Побеседовав с этими двумя, Бёрье и Вальдемар стоят на парковке перед садиком.
Вальдемар курит сигарету.
– Одно ясно, – произносит он. – Что бы ни случилось – если это случилось не с тобой, – жизнь продолжается, не так ли?
– Ты прав, – кивает Бёрье. – Посмотрим, удалось ли Заку с Малин что-нибудь раскопать.
* * *
Ронни Карлссон что-то бормочет себе под нос, идя впереди Малин и Зака по узким пыльным проходам судебного архива, расположенного на четыре этажа вниз под зданием Правления лена, соседствующего с библиотекой возле Дворцового парка.
В Интернете им удалось разыскать сведения о том, кто является ответственным архивариусом, и затем они позвонили этому несговорчивому бюрократу, который после некоторых протестов все-таки вызвался показать интересующие их материалы. Похоже, он осознал серьезность ситуации.
– А это не может…
По телефону он не договорил свой вопрос.
Нет, это не может подождать, нет времени идти формальным путем, заполняя массу бланков.

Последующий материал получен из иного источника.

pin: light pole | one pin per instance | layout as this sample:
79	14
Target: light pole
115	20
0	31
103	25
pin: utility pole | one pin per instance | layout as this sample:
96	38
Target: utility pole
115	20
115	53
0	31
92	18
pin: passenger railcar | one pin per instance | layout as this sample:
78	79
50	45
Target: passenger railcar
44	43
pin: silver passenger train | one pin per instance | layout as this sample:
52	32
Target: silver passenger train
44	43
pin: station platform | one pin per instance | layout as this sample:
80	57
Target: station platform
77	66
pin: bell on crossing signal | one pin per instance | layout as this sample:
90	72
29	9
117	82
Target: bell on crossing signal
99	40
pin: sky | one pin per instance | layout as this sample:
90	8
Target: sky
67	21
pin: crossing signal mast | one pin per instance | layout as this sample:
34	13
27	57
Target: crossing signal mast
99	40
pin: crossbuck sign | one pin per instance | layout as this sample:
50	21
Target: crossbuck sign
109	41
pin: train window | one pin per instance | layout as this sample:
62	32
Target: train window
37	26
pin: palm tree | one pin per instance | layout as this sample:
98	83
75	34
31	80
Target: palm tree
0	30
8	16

– Хорошо, приезжайте через полтора часа.
И вот он идет впереди них, одетый в джинсы и красную фланелевую рубашку; в архиве пахнет затхлостью и забвением, а на высоких металлических стеллажах по обе стороны прохода стоят рядами толстые папки рядом с коробками, помеченными фломастерами, высятся горы дел, судя по всему, идеально рассортированные, схваченные резинками и помеченные этикетками.
– Большинство этих материалов открыто для всех желающих, – бормочет Ронни Карлссон, перешагивая через ящик, стоящий в проходе. – Однако никому до этого дела нет. То, что вы ищете, должно быть где-то здесь.
– Нам есть дело, – говорит Малин, и Ронни Карлссон останавливается возле полки с черными скоросшивателями.
– Скорее всего, здесь.
Остановившись и наморщив лоб, он читает этикетки на корешках скоросшивателей, потом вытаскивает один из них, перелистывает, читает и наконец протягивает открытую папку Малин.
– Вот, – говорит он. – Здесь все, что вы можете узнать от меня по поводу близняшек Вигерё.